I suoi discorsi alla nazione, che a marzo e aprile erano attesissimi, a novembre erano diventati stucchevoli e quasi imbarazzanti, una cortina fumogena di paroloni a nascondere il nulla assoluto, lunghissime supercazzole per esorcizzare una manifesta incapacità.  L’emblema era stato l’ossessione quasi freudiana per le palestre, al centro di ripetuti Dpcm, nel giro di tre settimane e di tre conferenze stampa tenute aperte, poi avvertite di mettersi in regola, poi chiuse. Il capitale politico e personale che si era guadagnato – anche questo per caso, come tutto nella sua carriera politica – gestendo la prima fase dell’emergenza, quella delle nostre paure, si stava dissipando rapidamente, e mezza Italia smetteva di apprezzare Conte in quanto Conte e iniziava a tollerare Conte in quanto, forse, il meno peggio – contando che il leader dell’opposizione andava ancora in giro senza mascherina. 

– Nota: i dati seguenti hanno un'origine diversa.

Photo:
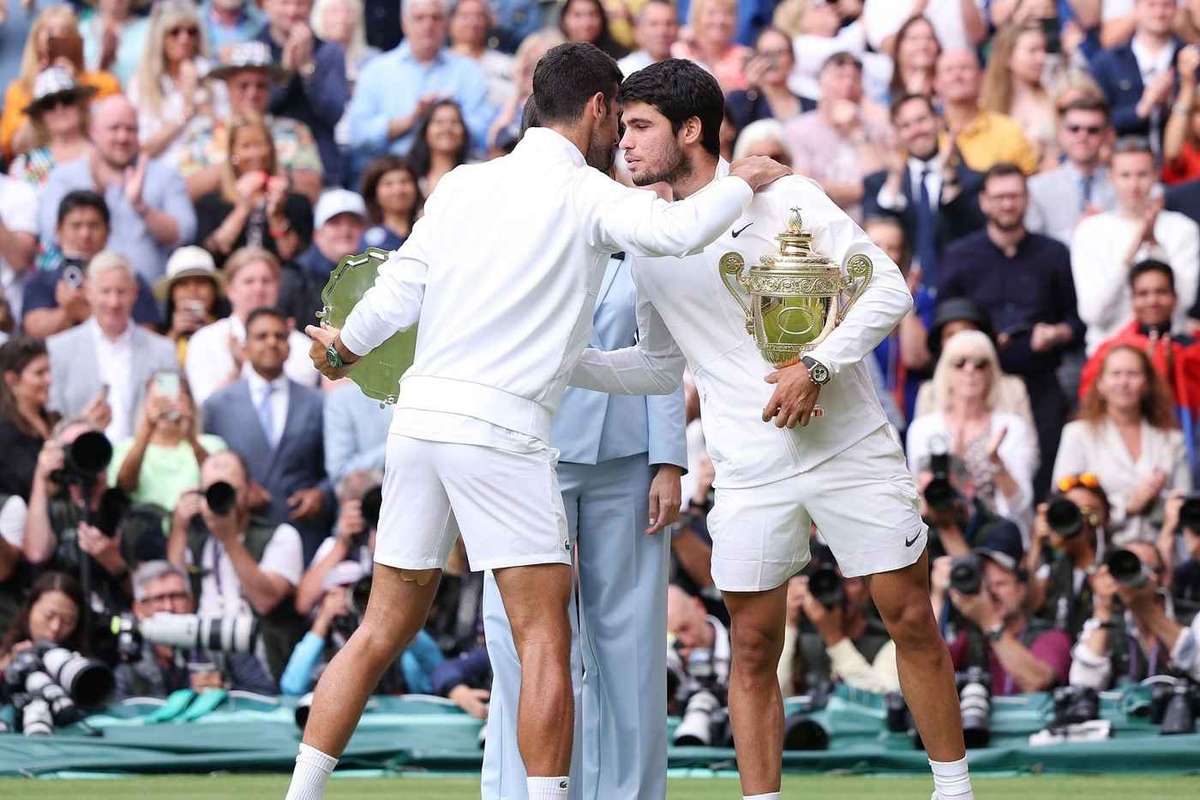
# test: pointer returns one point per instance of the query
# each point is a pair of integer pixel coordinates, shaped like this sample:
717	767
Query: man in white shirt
841	470
1107	245
502	272
18	239
214	353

Ora Conte è uscito dalle scene in modo rapido e imprevisto, così come vi era entrato: la crisi di governo scatenata da Renzi si è svolta nell’indifferenza generale, quasi come avesse il pilota automatico. Non c’è stata nemmeno una sfiducia, nemmeno il senso di sollievo per aver sventato una minaccia politica. Solo le dimissioni di un premier che, sebbene si fosse parlato della possibilità – presto sfumata – di un nuovo incarico, un Conte ter, sembrava lui stesso poco convinto di poter continuare nel suo ruolo. Del resto, l’unica vera qualità di Conte è sempre stata quella di saper rimanere in sella al toro meccanico, e di capire quando ne è stato disarcionato.